At the moment, the children have been learning to code using the Scratch Jr. app. This allows them to create animations with a drag and drop type program and teaches them about the sequencing of events. It is a first step to the technology side of AI. They also used Lightbot during the Hour of Code, which is an online game that allows them to collaboratively create code that virtually moves a robot from one place to another.
From Grade 2 onwards, Ms. Adams teaches her students how to use a practical computer app called “Schoology,” which helps them keep track of their homework assignments, and up to date with upcoming events in the school’s monthly calendar. They use this app as a handy, informative resource throughout their school life at Merton.

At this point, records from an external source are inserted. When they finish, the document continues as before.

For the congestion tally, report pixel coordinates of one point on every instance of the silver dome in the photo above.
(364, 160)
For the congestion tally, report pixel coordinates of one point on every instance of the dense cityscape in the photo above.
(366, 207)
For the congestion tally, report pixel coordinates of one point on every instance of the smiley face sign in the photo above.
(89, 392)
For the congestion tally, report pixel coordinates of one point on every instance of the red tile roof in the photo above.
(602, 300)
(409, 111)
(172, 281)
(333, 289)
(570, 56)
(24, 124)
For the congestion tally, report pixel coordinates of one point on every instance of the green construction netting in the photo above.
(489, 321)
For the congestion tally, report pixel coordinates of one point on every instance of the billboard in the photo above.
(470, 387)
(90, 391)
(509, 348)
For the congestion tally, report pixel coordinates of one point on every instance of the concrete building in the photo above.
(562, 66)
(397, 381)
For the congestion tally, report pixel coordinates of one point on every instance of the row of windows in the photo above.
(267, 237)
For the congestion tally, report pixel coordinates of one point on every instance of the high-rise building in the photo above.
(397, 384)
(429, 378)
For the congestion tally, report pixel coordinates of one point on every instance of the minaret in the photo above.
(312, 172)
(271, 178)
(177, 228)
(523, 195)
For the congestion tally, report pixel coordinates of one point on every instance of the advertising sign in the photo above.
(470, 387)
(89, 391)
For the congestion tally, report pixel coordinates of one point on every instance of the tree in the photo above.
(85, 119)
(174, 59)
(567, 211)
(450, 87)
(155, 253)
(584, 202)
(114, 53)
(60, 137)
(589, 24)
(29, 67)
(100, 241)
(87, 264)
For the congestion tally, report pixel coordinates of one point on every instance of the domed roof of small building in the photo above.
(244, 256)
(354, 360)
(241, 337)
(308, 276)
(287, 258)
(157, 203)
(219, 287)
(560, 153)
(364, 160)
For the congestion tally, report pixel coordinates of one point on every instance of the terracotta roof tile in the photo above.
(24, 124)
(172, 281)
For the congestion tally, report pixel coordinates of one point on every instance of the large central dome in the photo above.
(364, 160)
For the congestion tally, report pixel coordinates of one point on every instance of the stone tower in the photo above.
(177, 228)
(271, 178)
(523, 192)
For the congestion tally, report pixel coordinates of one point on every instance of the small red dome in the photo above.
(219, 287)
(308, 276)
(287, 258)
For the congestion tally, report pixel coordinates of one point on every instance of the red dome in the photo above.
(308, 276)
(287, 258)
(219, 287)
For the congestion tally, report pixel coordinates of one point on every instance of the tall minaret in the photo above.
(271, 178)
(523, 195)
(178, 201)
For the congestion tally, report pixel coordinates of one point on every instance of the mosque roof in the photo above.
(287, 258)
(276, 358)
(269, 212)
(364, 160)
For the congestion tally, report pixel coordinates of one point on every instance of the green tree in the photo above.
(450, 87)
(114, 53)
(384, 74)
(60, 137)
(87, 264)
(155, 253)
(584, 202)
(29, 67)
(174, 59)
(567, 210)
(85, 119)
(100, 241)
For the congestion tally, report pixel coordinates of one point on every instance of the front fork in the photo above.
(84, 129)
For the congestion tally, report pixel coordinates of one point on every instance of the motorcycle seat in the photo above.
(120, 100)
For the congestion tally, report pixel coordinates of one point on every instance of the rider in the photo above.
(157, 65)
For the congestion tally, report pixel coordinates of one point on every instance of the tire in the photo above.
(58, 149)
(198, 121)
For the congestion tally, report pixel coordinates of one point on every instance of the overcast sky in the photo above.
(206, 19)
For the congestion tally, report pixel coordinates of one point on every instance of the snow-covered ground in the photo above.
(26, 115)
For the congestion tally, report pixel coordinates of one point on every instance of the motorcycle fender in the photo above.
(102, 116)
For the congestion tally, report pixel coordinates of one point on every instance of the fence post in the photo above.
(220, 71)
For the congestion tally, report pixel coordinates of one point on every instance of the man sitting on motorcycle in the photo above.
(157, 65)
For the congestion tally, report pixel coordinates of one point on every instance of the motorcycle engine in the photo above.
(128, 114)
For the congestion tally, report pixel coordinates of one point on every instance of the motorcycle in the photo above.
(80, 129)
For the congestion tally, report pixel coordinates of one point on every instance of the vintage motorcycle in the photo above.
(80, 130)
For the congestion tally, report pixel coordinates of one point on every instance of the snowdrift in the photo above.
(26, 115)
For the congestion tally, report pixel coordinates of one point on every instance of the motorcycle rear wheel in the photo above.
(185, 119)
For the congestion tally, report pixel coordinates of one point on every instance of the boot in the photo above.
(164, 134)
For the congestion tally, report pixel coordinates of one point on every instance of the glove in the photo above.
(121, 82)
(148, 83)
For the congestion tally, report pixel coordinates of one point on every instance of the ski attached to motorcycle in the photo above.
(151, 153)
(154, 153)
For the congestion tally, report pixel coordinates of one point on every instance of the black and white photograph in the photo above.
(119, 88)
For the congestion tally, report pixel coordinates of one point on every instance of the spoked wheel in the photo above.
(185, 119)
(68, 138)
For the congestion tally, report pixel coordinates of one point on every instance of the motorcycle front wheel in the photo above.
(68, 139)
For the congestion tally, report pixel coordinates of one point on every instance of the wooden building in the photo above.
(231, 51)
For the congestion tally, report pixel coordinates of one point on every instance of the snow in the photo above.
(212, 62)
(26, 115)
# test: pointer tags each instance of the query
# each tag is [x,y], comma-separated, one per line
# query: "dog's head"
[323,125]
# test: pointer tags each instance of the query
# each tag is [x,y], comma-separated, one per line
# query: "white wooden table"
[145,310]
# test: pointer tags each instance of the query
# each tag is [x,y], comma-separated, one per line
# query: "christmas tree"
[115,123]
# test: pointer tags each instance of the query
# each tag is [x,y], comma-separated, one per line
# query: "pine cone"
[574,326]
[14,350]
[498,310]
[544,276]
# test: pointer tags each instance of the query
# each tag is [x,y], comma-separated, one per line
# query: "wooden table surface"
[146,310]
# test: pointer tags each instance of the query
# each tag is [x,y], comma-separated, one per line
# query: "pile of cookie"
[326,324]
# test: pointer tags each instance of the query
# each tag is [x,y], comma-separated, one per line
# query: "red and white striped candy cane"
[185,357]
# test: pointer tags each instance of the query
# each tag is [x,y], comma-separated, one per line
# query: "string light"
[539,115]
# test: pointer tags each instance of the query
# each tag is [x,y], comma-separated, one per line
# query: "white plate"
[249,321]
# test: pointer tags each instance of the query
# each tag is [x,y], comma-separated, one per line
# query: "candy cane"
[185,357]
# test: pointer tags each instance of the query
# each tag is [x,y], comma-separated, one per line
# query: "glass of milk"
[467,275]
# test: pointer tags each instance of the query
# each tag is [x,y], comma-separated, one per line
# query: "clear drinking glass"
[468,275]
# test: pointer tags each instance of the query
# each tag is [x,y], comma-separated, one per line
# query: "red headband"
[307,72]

As well, Cycle Two and Three students engage in hands-on activities once a week that enable them to work as a team to solve STEAM-related problems; Cycle Two students learn about the six simple machines and how to work together to create compound machines using introductory robotics kits, not to mention solving other design challenges; Cycle Three students work together as a team to design, build and program robots using both LEGO NXT Mindstorms and EV3 kits, and this year, the grade 6 students are working with Arduino, Microbits, and e-textiles.
In accordance with the school’s policy of making sure students are aware of the dangers of having unlimited and unsupervised access to technology – especially the internet – Ms. Adams points out during her classes the rules and guidelines on how to use technology and the internet in a safe, responsible manner; for example, she always urges her students to log off any password protected apps when they are in the computer lab.
When it comes to teaching Merton students all the fundamentals of science and technology and integrating robotics into that curriculum, she admires their strong sense of tenacity and determination. “Whether it be coding or building a robot for a class assignment or a competition, the students want to get it to work,” she said. “When they are stuck, often a question asked or a small hint helps them to get beyond their stumbling block by looking at it differently. I believe that it isn’t the end that is important, but rather what they learn along the way.”